Le suisse tira avec humeur le cordon de la sonnette.

«La princesse Droubetzkoï se fait annoncer chez le prince Basile,» cria-t-il à un valet de chambre qui avançait sa tête sous la voûte de l'escalier.

La princesse arrangea les plis de sa robe de taffetas teint, en se regardant dans une grande glace de Venise encadrée dans le mur, et posa hardiment sa chaussure usée sur les marches tendues d'un riche tapis.

«Vous me l'avez promis, mon cher,» répéta-t-elle à son fils, en l'effleurant de la main pour l'encourager.

Boris la suivit tranquillement, les yeux baissés, et tous deux entrèrent dans la salle que l'on devait traverser pour arriver chez le prince Basile.

Au moment où ils allaient demander leur chemin à un vieux valet de chambre qui s'était levé à leur approche, une des nombreuses portes qui donnaient dans cette pièce s'ouvrit et laissa passer le prince Basile en douillette de velours fourrée et ornée d'une seule décoration, ce qui était ordinairement chez lui l'indice d'une toilette négligée.

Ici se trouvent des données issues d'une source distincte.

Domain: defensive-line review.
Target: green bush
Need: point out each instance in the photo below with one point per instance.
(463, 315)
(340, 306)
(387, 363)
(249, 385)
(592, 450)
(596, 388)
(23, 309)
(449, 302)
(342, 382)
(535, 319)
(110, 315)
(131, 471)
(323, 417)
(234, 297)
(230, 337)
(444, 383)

Le prince reconduisait un beau garçon à cheveux noirs. C'était le docteur Lorrain.

«Est-ce bien certain?

Errare humanum est, mon prince, répondit le docteur en grasseyant et en prononçant le latin à la française.

—C'est bien, c'est bien,» dit le prince Basile, qui, ayant remarqué la princesse Droubetzkoï et son fils, congédia le médecin en le saluant de la tête.